SearchAlgorithmsRL

Search algorithms assignments - deterministic, stochastic and UCT-based Agents

Search Algorithm 1: Deterministic Search in Taxi Fleet Management

Introduction

In the first assignment, I explored deterministic search algorithms by taking on the role of a taxi business owner. The primary objective is to efficiently deliver passengers to their designated destinations within the shortest possible time frame.

Environment

The challenge is set in a simulated environment represented as a rectangular grid, which consists of passable and impassable areas. Specific grid cells are designated as gas stations where taxis can refuel.

Goals

The task is to model the problem effectively and implement a solution that uses search algorithms to navigate taxis around the grid, pick up passengers, and drop them off at their desired locations in the most efficient manner.

Actions

Movement: Taxis can move one tile vertically or horizontally unless the tile is impassable or the taxi is out of fuel.
Pick Up Passengers: Taxis can pick up passengers if they occupy the same tile, given the taxi's capacity limits.
Drop Off Passengers: Passengers are dropped off at their destination tiles, refusing to exit the taxi otherwise.
Refuel: Taxis can only refuel at designated gas station tiles, restoring their fuel to full capacity.
Wait: Taxis may also wait, which doesn't affect their state.

Example Scenario

An example input may include three taxis with valid atomic actions:

(("move", "taxi 1", (1, 2)), ("wait", "taxi 2"), ("pick up", "very_fancy_taxi", "Yossi"))

Implementation Details

Input Format: The initial environment is described using a dictionary with specific keys for the map layout, taxi details, and passenger information.
Class Implementation: I implemented the TaxiProblem class with methods to define possible actions, transition between states, and check goal states.
Heuristic Functions: Two heuristic functions were required. h_1 simplifies the estimation based on passenger status, while h_2 calculates potential distances based on Manhattan distance metrics.
Search Algorithm: I utilized the A* search algorithm to ensure the solution was optimal based on the provided heuristics.

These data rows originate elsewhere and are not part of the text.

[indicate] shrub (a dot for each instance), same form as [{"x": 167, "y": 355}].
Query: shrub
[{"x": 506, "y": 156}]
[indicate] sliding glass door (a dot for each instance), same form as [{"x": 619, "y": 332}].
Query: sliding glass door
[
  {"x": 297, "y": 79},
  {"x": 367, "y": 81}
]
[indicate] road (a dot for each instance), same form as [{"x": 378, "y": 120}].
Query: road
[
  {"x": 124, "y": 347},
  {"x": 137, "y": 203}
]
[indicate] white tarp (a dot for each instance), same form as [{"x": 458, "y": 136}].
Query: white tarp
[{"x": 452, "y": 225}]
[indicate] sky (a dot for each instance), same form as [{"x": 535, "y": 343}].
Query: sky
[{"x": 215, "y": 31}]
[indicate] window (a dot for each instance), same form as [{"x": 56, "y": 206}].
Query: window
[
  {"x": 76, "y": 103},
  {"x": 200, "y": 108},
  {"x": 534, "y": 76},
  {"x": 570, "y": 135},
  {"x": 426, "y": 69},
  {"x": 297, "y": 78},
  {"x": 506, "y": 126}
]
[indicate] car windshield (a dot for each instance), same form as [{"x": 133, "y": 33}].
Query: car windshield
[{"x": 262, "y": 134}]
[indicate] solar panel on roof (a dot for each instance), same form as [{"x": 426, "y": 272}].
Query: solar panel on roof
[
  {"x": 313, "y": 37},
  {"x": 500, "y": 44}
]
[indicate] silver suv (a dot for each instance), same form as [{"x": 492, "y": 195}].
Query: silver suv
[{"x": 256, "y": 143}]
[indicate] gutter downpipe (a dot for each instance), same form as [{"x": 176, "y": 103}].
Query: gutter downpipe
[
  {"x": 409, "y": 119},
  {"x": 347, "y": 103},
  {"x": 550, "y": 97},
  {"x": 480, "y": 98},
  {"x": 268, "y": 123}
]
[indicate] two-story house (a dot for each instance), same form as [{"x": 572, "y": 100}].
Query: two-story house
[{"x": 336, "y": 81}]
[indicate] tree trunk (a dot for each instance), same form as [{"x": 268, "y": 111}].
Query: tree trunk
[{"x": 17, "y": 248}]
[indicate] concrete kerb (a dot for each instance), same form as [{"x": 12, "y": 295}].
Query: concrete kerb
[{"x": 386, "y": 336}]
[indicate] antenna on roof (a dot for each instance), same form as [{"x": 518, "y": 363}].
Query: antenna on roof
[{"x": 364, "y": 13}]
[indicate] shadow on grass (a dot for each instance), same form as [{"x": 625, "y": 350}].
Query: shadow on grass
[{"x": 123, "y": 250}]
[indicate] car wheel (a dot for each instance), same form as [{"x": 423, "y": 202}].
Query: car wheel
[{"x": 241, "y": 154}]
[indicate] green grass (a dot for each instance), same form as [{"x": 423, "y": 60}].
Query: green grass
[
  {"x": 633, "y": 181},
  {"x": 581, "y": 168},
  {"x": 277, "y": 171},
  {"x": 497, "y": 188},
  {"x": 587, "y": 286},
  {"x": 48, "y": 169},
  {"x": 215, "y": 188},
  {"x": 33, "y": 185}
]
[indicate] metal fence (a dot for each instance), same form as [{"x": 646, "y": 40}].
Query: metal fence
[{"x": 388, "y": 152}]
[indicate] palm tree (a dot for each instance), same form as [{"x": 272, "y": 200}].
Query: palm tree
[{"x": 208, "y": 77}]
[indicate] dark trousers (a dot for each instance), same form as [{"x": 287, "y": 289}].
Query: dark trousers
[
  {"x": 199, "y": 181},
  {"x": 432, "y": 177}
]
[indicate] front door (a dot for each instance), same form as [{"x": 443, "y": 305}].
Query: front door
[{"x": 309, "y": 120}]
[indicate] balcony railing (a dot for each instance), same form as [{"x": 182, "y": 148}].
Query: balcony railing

Search Algorithm 2: Stochastic Task in Taxi Fleet Management

Introduction

In this second assignment, I continued managing the taxi business from Homework 1, but with an added complexity of non-deterministic behavior from passengers. Unlike the previous exercise, passengers now change their goals dynamically throughout the simulation.

Environment

The environment remains a grid as established in Homework 1, but the tasks now involve managing unpredictable changes in passenger destinations.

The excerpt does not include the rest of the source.